By Kayleigh Rahn
Before her head hit her pillow Wednesday night 8-year-old Dilynn Wilson knew what she’d be wearing to school Thursday morning.
She proudly wore her new, bright red T-shirt from ATI Physical Therapy.
Although the shirt might have been the highlight of the even for Tuscola grade schooler Dilynn, the article of clothing is a simple token that represents an important helping hand extended to her family.
At 9 months old Dilynn was diagnosed with cerebral palsy.
At the time she was only rolling from her front to her back, and her parents, Amy Wilson and Josh Wilson, were told she would likely never walk on her own. However, Dilynn defied the odds, took on each challenge, and she reached the appropriate milestones, just in her own time.

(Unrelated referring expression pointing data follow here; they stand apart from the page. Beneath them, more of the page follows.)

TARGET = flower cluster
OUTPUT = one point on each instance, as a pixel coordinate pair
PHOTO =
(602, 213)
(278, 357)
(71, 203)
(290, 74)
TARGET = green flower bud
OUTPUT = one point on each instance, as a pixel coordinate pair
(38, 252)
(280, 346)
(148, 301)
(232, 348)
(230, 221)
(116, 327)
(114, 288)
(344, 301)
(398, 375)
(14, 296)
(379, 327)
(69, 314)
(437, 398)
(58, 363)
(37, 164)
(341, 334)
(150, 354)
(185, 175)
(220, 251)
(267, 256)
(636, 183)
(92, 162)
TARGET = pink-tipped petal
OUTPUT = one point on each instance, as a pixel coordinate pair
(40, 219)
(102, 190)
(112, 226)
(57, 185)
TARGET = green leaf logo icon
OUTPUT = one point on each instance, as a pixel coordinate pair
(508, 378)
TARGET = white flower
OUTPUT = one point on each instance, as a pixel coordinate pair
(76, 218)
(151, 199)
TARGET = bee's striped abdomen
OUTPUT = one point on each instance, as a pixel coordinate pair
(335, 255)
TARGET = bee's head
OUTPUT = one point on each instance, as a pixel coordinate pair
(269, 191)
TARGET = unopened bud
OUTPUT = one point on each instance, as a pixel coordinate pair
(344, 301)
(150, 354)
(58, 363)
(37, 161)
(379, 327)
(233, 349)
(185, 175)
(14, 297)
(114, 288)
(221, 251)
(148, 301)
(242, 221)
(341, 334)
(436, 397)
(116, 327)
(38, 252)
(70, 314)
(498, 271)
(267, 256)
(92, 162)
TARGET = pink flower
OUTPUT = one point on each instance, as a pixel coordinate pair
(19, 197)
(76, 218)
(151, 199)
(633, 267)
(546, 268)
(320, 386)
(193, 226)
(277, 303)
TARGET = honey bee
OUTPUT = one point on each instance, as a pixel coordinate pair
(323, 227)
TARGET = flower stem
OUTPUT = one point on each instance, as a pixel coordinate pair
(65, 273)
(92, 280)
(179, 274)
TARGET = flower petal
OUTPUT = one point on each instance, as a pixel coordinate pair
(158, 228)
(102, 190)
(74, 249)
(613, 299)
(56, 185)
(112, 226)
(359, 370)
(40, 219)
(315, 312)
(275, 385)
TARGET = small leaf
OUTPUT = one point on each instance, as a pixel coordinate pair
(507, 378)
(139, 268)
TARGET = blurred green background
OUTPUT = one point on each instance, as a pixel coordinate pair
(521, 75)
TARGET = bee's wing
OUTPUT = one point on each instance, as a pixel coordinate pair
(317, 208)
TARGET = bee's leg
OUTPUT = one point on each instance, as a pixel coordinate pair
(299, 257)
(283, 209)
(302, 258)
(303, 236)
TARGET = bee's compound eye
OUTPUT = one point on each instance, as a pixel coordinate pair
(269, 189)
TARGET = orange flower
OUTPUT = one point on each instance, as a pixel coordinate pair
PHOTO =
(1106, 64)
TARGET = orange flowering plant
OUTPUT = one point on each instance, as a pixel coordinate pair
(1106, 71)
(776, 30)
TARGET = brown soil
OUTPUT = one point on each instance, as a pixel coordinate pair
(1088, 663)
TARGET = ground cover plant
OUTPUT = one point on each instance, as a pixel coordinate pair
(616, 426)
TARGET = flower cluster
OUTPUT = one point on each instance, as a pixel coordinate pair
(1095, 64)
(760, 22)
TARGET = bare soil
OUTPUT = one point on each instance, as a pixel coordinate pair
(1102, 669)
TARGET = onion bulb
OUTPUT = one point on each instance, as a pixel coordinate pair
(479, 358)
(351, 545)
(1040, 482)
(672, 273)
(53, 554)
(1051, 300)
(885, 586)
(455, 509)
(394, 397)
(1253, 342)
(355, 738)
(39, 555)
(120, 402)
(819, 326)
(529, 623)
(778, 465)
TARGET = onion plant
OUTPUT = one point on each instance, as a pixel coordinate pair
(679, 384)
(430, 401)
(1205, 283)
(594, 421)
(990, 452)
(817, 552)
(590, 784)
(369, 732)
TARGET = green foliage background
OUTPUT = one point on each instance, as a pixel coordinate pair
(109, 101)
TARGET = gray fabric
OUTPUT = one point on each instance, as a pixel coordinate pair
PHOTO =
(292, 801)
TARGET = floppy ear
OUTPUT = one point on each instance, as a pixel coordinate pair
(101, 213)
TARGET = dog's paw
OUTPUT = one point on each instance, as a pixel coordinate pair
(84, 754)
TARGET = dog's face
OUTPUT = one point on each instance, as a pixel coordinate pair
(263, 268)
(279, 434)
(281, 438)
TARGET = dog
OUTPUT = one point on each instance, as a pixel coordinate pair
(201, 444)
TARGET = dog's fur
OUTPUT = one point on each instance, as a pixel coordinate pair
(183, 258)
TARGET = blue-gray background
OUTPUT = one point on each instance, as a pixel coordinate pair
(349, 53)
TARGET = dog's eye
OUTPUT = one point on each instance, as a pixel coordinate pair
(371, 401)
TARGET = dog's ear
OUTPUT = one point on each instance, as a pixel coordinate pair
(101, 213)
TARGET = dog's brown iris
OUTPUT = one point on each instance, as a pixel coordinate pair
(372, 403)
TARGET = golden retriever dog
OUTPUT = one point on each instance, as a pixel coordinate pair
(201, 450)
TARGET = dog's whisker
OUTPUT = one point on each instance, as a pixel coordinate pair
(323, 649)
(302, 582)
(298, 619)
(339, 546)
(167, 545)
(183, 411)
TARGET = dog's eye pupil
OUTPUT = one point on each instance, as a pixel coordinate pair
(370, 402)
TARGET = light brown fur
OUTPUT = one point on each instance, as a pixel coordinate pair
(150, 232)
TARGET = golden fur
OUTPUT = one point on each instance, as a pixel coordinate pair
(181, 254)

“Immediately we had five therapies per week in home and eventually started to progress by rolling the other way and sitting up,” Amy said. “It took longer, she didn’t crawl until she was 3 or walk until 4, but I think we’ve always seen progress.”
By kindergarten she was mobile with the help of her reverse walker and leg braces; however just before Christmas break that year, Dilynn made progress the doctors never considered.
She was with her classmates in the North Ward cafeteria when her teacher Deann Brookins said it was time to return to the classroom. However, Dilynn–alongside her walker–froze.
She didn’t budge an inch.
Mrs. Brookins ushered the rest of the children to the classroom, but Dilynn, with the company of her aid and walker, stood still.
“Mrs. Brookins returned, picked up the walker, moved it to the side, and boom,” her father Josh said, “she never used a walker after that. It was pretty awesome.”
“It was amazing,” Amy added. “Even the negativity we’d heard in the past, we’d just leave it behind and move on.”
Luckily for Dilynn she has never been in short supply of support. Her parents are divorced, but happily recoupled, which doubled her family including bonus siblings, parents, and grandparents.